Publié le 10 novembre 2008 par Maglesauvage

Raoul Hausmann, Le Critique d'art, 1920

Raoul Hausmann, Der Kunstkritiker (Le Critique d’art), 1919-1920. Courtesy Tate Gallery, Londres

Pas vraiment journaliste, parfois historien de l’art, souvent prof ou « chargé de mission », commissaire d’expo occasionnel, courant la pige comme les musiciens courent le cachet, le critique d’art, comme le soulignait Gaël Charbau dans le dernier numéro de la revue Particules, vit rarement de son art — et encore moins de celui des autres. D’où la propension spectaculaire de certains, explique-t-il, à tenter de se placer en essayant d’élaborer « différents projets au sein du milieu, du moins, si l’on veut vivre financièrement dans l’art », et surtout, en pratiquant le consensus et en confondant com’ et critique.

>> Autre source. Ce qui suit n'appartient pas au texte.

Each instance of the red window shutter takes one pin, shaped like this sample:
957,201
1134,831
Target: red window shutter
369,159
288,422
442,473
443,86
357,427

Parallèlement à cette neutralisation de la pensée critique, on a vu depuis plusieurs années la rubrique Culture des quotidiens, hebdos et mensuels rétrécir à vue d’œil. Et quand il reste quelques pages à remplir, pour la caution intello du canard, bien après le sport, entre les pages Météo et Petites Annonces, elles sont plutôt consacrées à la musique ou au cinéma — industries culturelles autrement plus florissantes. Par ailleurs, un a priori vivace sur la critique d’art, souvent jugé absconse et élitiste, ne va pas dans le sens de la « métroïsation » (ou « 20minutisation ») du journalisme à laquelle on assiste, qui privilégie l’info jetable — courte, digeste et surtout pas polémique.

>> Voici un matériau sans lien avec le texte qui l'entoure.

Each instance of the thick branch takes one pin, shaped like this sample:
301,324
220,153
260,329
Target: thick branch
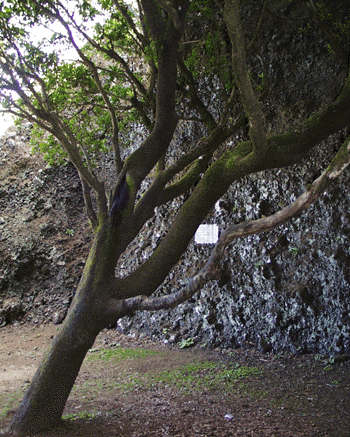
250,102
209,272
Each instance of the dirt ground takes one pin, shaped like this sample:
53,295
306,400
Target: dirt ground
133,387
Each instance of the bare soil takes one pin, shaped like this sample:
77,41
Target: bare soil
154,389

D’où un malaise grandissant chez les critiques d’art, dont le prestige en prend un coup. Peinant à trouver une oreille attentive et des revenus réguliers, le critique vit mal son immersion dans un monde de plus en plus gorgé d’argent. Dans un article publié dans le magazine Frog, Eric Troncy l’a mauvaise : « L’industrie de l’art déborde de fric, de pognon, de flouze, de pèze, de cash, de blé, d’oseille. A plus savoir qu’en faire, à plus savoir à qui vendre, ni même quoi », ajoutant  avec amertume que « plus personne, ou presque, dans cette industrie, n’a de temps à perdre avec la critique d’art ». Le critique d’art n’a en effet plus sa place dans le système marchand-critique, né à la fin du XIXe siècle — lorsque Félix Fénéon dialoguait avec Bernheim-Jeune pour promouvoir sans équivoque ni concession Seurat ou Matisse, ou Apollinaire avec Kahnweiler pour démontrer au monde la validité du cubisme —, auquel a succédé le système marchand-artiste (voir artiste-artiste, comme l’a montré récemment la réussite de l’opération de Damien Hirst), l’œuvre de celui-ci étant sensée se suffire à elle-même pour « vendre ».

Ceci étant dit, le but de la critique d’art n’est pas de faire vendre les œuvres commentées, et la réduire à cela démontre l’impasse dans laquelle elle se trouve. Expliciter, donner de l’œuvre une vision subjective, à l’aune de critères objectifs, englober de mots une forme ou une démarche afin de les rendre intelligibles, pratiquer la description selon un angle de réflexion, c’est être critique. La critique n’est pas innocente. Provenant d’un contexte donné, elle se doit d’être relative, politique, partiale, injuste, imparfaite. Pas rentable.